For the development of the dictionary for N|uu (see this presentation), which can be found on SADiLaR's dictionary portal and the Saasi Epsi app. Also a physical dictionary has been developed. This was done using a conversion script that takes data from field linguists as input. (Note that this package is specific to the handling of the data from this particular data collection.)

Sesotho Syllabifier

The Sesotho syllabifier takes Sesotho words as input and identifies syllabification boundaries in these words. Two systems have been implemented, a rule-based system and a simply machine learning system. The system can be trained and tested on a Sesotho syllable wordlist. This is work together with Johannes Sibeko.
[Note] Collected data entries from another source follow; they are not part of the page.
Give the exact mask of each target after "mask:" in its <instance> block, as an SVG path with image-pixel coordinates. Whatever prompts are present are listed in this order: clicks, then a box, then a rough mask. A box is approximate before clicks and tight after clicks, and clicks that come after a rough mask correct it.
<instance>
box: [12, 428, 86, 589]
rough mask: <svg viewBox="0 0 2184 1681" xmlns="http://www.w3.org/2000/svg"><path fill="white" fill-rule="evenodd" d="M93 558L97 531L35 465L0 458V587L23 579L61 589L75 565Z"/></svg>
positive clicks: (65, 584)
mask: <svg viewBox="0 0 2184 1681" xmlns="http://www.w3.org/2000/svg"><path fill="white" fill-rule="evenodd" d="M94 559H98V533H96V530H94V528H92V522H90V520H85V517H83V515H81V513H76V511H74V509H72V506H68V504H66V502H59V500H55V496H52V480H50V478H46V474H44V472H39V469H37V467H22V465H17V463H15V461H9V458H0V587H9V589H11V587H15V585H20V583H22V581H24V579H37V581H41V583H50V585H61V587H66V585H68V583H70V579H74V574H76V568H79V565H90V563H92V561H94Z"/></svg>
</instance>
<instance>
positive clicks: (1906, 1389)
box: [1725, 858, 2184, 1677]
DEMOCRAT is a consensus machine translation (MT) system. It stands for Deciding between Multiple Outputs Created by Automatic Translation. It takes the output of several MT systems and combines the translations in one, hopefully, better translation. How the system works internally and some results of the system have been published in "DEMOCRAT: Deciding between Multiple Outputs Created by Automatic Translation", Menno van Zaanen and Harold Somers, Proceedings of the 10th Machine Translation Summit, Phuket, Thailand, pp. 173-180, 2005.

Alignment-Based Learning

Alignment-Based Learning (ABL) is a symbolic grammar inference framework that has succesfully been applied for several unsupervised machine learning tasks in Natural Language Processing (NLP). Given sequences of symbols only, a system that implements ABL induces structure by aligning and comparing the input sequences. As a result, the input sequences are augmented with the induced structure.


The suffix tree package contains the implementation of a suffix tree in C++. Ukkonen's (1995) algorithm for building a suffix tree is implemented. The description of this algorithm was taken from chapter 6 in Gusfield (1997).


This package contains the implementation of a simple chart parser. There is nothing fancy here, but the package is well documented and the code is quite efficient. (No special optimization has been performed though.)